With the exquisite prose and masterful narrative drive that have earned him widespread acclaim, Barry Unsworth transports the reader to a distant past filled with deception and mystery, and whose racial, tribal, and religious tensions are still with us today.
"Enticing titles are typical of Unsworth (Sacred Hunger); his gleam, this time out, is dimmed by the setting. Thurstan Beauchamp, royal purveyor of pleasures and shows in the 12th-century Kingdom of Sicily, laboriously narrates his daily rounds, which involve delicate low-level negotiations and machinations. Four pages are devoted to the sale of three mules, in language as artificially antique and exotic as it is languorous. Relief comes in the sudden appearance of Lady Alicia, who had been Thurstan's love back when he was on a track to knighthood. Bittersweet reflections on his thwarted destiny provide some of the most affecting moments. But the lady is too good to be true, and she proves central to a vile plot in which Thurstan betrays a friend. Perfidy brings epiphany; Thurstan realizes Alicia could not have seduced his soul had he not invested her with the power. And Alicia is not the 'Lady' of the title: that distinction belongs to Nesrin, the smolderingly beautiful belly dancer whose name appears on the first page, but whose story is teasingly withheld until further in. It is she who provides the inspiration for Thurstan's self-exploration, burnishing a mind of which we learn rather too much." Publishers Weekly (Copyright Reed Business Information, Inc.)

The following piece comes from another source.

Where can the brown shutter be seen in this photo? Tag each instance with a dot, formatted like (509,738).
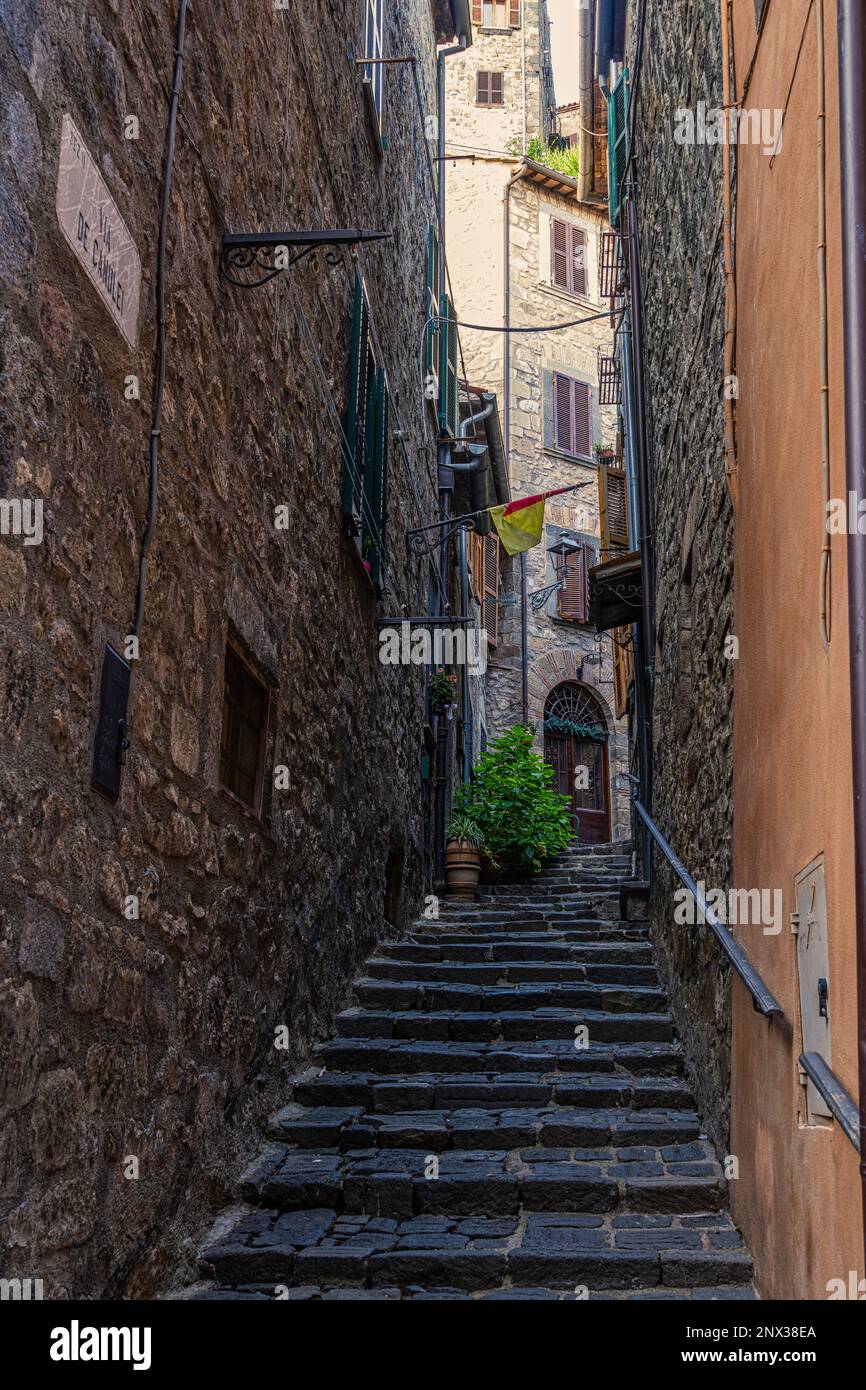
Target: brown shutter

"The twisting plotline...conceals as much as it reveals in this heartrending tale, which can be read either as an exceptional historical novel or a modern parable on the dangers of blind patriotism." Booklist
"[R]ichly imagined....Unsworth's luscious history is ripe territory for a dialogue on the ever-present struggle against intolerance, a seemingly inevitable human frailty." Kirkus Reviews
"The Ruby in Her Navel is captivating, sensuous, and immensely moving. It helps us understand our own contemporary world; a rare achievement. This is Barry Unsworth, the master of resonant historical fiction, on top form." Jim Crace
"An exotic tale of love, intrigue, betrayal and revenge....Unsworth writes beautifully. Too many historical details, however, bog down the book and divert from the main storyline." Seattle Times
"Booker Prize winner Unsworth creates a complex narrative in a historical era of uncertainty....However, the dialog fails to give the supporting characters distinctive voices that reflect their status and background." Library Journal
Sent to uncover the conspiracies brewing against his king, Thurstan Beauchamp, a young Norman, finds intrigue, treachery, and love at the Sicilian court of King Roger in Palermo, and is torn between two different women--the widowed Lady Alicia, the woman he had loved as a youth, and Nesrin, a sensuous court dancer. 20,000 first printing.
About the Author
Barry Unsworth won the Booker Prize in 1992 for Sacred Hunger; his next novel, Morality Play, was a Booker nominee and a bestseller in both the United States and Great Britain. His other novels include After Hannibal, The Hide, and Pascali's Island, which was also shortlisted for the Booker Prize and was made into a feature film. He lives in Umbria with his wife and recently held the position of Visiting Fellow at the University of Iowa Writers' Workshop.